PHYSIOLOGICAL ANEMIA OF INFANCY
Physiological anemia of infancy refers to postnatal drop in Hb levels among normal children due to developmental changes in rate of erythropoiesis and RBC destruction. In term infants, Hb levels fall gradually to reach their nadir (9-11 gm/dl) by 2-3 months, before rising again.
This decline is more marked (7-9 gm/dl) and rapid in preterms, reaching the nadir by 3-6 weeks.Etiopathogenesis: Normal newborns have higher Hb and Hct levels due to higher metabolic needs and lower oxygen tension in transplacental blood supply. Postnatally, these levels decline progressively due to many factors, including:
• Increased hemolysis due to shorter life-span of fetal RBCs as compared to adult RBCs.

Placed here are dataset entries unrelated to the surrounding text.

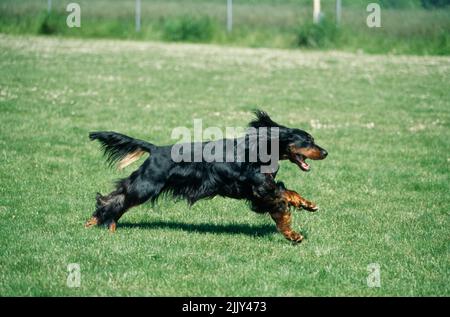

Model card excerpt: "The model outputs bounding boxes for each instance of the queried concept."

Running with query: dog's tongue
[300,160,311,171]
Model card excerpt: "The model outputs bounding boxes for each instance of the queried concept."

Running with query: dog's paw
[286,231,304,244]
[84,217,98,228]
[108,220,117,233]
[302,201,319,212]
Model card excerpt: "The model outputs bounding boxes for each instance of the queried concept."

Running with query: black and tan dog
[86,111,328,242]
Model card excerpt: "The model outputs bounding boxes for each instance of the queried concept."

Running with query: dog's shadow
[118,221,277,237]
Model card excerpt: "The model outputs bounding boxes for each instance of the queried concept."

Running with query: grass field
[0,0,450,55]
[0,35,450,296]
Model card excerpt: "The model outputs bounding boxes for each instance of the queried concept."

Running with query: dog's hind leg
[85,174,163,232]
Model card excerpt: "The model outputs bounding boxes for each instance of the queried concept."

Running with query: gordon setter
[86,110,328,242]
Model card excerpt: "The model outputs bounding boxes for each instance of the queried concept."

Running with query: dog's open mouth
[294,154,311,172]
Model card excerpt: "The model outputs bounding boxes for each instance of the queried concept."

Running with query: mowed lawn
[0,35,450,296]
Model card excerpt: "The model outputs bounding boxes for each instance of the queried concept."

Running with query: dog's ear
[249,110,283,129]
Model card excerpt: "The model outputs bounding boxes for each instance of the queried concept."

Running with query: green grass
[0,35,450,296]
[0,0,450,55]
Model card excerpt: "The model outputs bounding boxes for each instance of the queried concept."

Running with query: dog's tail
[89,131,157,169]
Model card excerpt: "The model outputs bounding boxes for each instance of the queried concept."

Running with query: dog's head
[250,110,328,172]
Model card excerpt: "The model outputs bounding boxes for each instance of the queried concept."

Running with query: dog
[85,110,328,243]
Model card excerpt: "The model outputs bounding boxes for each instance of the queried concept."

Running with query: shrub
[38,14,57,35]
[421,0,450,9]
[163,16,214,42]
[297,19,339,48]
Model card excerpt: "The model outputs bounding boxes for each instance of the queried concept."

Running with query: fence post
[336,0,342,24]
[227,0,233,32]
[136,0,141,32]
[313,0,320,24]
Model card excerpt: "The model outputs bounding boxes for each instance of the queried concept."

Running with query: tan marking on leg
[270,211,303,242]
[283,190,319,211]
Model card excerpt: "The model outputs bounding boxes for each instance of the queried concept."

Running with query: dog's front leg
[283,189,319,212]
[270,211,303,243]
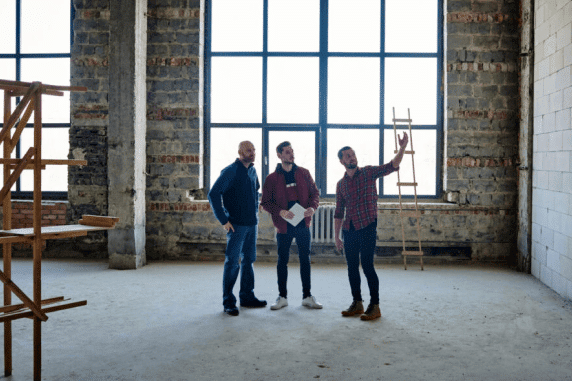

• Decreased erythropoiesis due to:
- Increased O2 tension after initiation of 'self-breathing' that inhibits erythropoietin activity;
- Increased release of O2 from adult RBCs, which have lesser O2 affinity than fetal RBCs.
- Shift of EPO production from liver to juxtaglomerular cells, which are relatively more sensitive to oxygen tension.
Clinically, physiological anemia in normal infants is usually mild and asymptomatic. Exaggerated physiological anemia is seen in: (a) preterms due to poor iron stores,
(b) top-fed children due to poor assimilation of dietary iron, and (c) babies with perinatal blood loss, e.g. fetofetal transfusion and Rh-hemolytic disease.
Treatment: No treatment is necessary in most cases, as erythropoiesis resumes to desired rate soon after the nadir is reached. Physiological anemia is unlikely to respond to iron or folic acid supplements due to low EPO levels and hence, some cases of exaggerated physiological anemia may require blood transfusion.
Recombinant EPO therapy has been tried in some cases with equivocal benefits and usually unnecessary. However, iron supplements should be started at 4-8 weeks in preterms and at 4 months in term infants to prevent iron deficiency anemia.